Her birth was much less traumatic than Jake’s, since I had a scheduled C-section. That day Mom and Dad had Jake while we were in the hospital for Maggie. I remember noticing that I didn’t feel this one–didn’t feel the tugging and pulling that I experienced with Jake–though Katy later told me how the doctor (Jenny) had to do quite a bit of maneuvering to get Maggie into position to be pulled out. My sister Katy was there for both births. I love that she later decided to specialize in OB and now routinely performs C-sections herself. Once she was delivered and before Jenny tied my tubes, I asked Sean, “is she healthy? is everything okay?” He assured me all was well. So I told Jenny to proceed with the tubal ligation.
Later, in our room, I fell in love with this beautiful girl. She really looked perfect.
I could have stayed alone with her in that room forever.
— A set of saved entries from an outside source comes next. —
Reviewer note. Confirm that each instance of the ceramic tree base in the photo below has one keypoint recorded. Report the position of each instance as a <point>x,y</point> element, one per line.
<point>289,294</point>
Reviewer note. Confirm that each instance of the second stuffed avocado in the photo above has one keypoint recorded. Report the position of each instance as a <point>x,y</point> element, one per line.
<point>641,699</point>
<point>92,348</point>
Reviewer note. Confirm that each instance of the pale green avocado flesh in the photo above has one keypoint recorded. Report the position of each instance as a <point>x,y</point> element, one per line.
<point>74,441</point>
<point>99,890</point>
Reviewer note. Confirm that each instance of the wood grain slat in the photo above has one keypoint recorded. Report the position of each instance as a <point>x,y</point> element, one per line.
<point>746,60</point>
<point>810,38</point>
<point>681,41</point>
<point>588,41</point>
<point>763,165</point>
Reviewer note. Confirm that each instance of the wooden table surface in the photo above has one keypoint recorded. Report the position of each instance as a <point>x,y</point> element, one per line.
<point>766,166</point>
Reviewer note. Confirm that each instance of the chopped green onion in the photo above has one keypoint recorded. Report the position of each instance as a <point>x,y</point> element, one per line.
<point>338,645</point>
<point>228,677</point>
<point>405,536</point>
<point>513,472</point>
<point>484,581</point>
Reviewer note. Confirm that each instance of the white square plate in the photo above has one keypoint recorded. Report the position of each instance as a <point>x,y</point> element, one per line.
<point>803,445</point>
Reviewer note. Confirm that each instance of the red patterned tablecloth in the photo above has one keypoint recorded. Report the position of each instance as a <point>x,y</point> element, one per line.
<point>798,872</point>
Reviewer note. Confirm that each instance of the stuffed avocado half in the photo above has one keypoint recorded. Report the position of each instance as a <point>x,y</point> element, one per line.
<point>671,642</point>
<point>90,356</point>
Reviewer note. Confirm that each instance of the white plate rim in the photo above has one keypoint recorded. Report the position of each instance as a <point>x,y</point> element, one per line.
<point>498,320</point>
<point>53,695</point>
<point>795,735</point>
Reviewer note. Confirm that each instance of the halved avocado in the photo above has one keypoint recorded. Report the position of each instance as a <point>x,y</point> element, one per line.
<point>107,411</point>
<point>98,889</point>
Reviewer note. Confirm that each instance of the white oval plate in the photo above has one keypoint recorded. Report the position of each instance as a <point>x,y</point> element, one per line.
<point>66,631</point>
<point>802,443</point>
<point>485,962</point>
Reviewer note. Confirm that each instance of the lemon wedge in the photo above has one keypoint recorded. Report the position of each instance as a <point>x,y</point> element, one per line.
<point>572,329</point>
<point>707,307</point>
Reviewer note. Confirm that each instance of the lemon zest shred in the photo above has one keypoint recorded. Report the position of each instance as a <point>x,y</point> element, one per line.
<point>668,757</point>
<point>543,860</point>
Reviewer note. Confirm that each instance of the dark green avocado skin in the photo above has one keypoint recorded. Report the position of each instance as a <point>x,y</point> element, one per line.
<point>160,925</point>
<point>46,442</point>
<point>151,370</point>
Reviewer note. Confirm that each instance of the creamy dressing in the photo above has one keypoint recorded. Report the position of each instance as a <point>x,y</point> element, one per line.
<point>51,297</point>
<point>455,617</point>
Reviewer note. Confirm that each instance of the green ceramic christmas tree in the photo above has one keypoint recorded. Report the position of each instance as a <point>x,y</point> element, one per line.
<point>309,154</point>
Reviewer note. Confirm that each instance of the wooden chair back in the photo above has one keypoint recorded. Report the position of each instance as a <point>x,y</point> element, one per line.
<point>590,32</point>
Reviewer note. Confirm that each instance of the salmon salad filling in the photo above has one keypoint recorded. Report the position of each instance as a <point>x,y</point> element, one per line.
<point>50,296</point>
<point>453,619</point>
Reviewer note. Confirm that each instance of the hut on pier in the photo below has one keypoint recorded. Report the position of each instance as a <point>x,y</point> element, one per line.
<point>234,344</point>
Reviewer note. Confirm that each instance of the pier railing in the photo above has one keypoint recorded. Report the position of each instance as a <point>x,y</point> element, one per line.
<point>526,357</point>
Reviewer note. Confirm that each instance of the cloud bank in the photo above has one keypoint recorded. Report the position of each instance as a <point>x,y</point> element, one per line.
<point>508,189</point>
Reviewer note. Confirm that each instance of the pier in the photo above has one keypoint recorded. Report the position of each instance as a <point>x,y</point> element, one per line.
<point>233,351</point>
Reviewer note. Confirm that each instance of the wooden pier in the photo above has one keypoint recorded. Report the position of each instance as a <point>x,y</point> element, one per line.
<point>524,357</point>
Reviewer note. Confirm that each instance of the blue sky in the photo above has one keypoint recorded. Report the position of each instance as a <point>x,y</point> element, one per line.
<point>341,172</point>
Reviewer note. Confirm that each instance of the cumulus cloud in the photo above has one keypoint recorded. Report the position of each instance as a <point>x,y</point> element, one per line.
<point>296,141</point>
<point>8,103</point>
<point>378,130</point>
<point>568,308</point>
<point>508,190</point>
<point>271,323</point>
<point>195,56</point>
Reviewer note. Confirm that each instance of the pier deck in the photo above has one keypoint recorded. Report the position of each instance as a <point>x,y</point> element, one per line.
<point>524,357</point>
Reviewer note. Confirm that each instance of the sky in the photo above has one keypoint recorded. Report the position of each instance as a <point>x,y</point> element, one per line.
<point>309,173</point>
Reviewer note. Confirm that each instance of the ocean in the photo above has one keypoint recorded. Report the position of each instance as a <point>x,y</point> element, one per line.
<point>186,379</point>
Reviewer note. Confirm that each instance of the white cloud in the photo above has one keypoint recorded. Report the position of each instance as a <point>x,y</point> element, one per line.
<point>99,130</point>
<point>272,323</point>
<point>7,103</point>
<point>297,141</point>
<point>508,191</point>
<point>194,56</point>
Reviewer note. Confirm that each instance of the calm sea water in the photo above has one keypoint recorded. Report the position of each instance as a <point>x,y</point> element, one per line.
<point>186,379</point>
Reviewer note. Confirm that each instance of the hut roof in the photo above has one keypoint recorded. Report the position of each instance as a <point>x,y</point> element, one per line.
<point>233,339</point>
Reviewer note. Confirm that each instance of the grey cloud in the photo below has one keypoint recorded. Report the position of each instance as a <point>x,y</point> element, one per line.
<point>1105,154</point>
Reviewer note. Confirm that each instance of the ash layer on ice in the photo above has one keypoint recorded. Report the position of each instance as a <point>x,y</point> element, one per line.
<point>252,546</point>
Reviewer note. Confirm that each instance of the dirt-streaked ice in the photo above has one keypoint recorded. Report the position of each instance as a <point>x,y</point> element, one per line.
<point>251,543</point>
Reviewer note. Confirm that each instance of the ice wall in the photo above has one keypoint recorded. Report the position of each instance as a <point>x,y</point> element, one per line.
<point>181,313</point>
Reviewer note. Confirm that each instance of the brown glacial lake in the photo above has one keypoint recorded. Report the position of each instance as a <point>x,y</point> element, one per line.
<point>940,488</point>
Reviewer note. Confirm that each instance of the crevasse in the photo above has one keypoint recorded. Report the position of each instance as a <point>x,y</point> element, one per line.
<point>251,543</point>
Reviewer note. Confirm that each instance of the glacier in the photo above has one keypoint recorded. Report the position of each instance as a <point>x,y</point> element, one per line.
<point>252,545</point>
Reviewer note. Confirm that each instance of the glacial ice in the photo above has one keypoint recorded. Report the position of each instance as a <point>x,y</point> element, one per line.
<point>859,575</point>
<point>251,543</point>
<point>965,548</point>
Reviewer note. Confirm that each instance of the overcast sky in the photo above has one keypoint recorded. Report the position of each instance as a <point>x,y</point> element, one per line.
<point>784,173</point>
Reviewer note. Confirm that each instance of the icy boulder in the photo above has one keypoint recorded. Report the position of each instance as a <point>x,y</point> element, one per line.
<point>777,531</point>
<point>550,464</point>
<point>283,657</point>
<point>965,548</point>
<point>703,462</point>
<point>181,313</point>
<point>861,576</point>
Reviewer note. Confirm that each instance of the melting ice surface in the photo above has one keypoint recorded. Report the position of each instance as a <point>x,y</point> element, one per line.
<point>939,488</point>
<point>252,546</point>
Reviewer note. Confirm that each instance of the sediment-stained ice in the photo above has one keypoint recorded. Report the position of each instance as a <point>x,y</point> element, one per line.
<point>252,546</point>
But that afternoon Weber State called for an interview. And the next day I returned their call. On Sunday we were discharged. I had that evening to prep for a phone interview on Monday.
Maggie folded into our lives so easily, so peacefully. Everything was smooth: sleeping, nursing, pooping. So often, during her thirteen years with me, I’ve willed myself to pause, to linger in her calming presence. Because she’s always been that way. She’s always been the girl who compels you to soften your voice, to listen more closely, to pay attention to the way the sky looks, to slow the rapid pace down to a crawl, and to still yourself to a snuggle. I love you Mary Margaret McShane.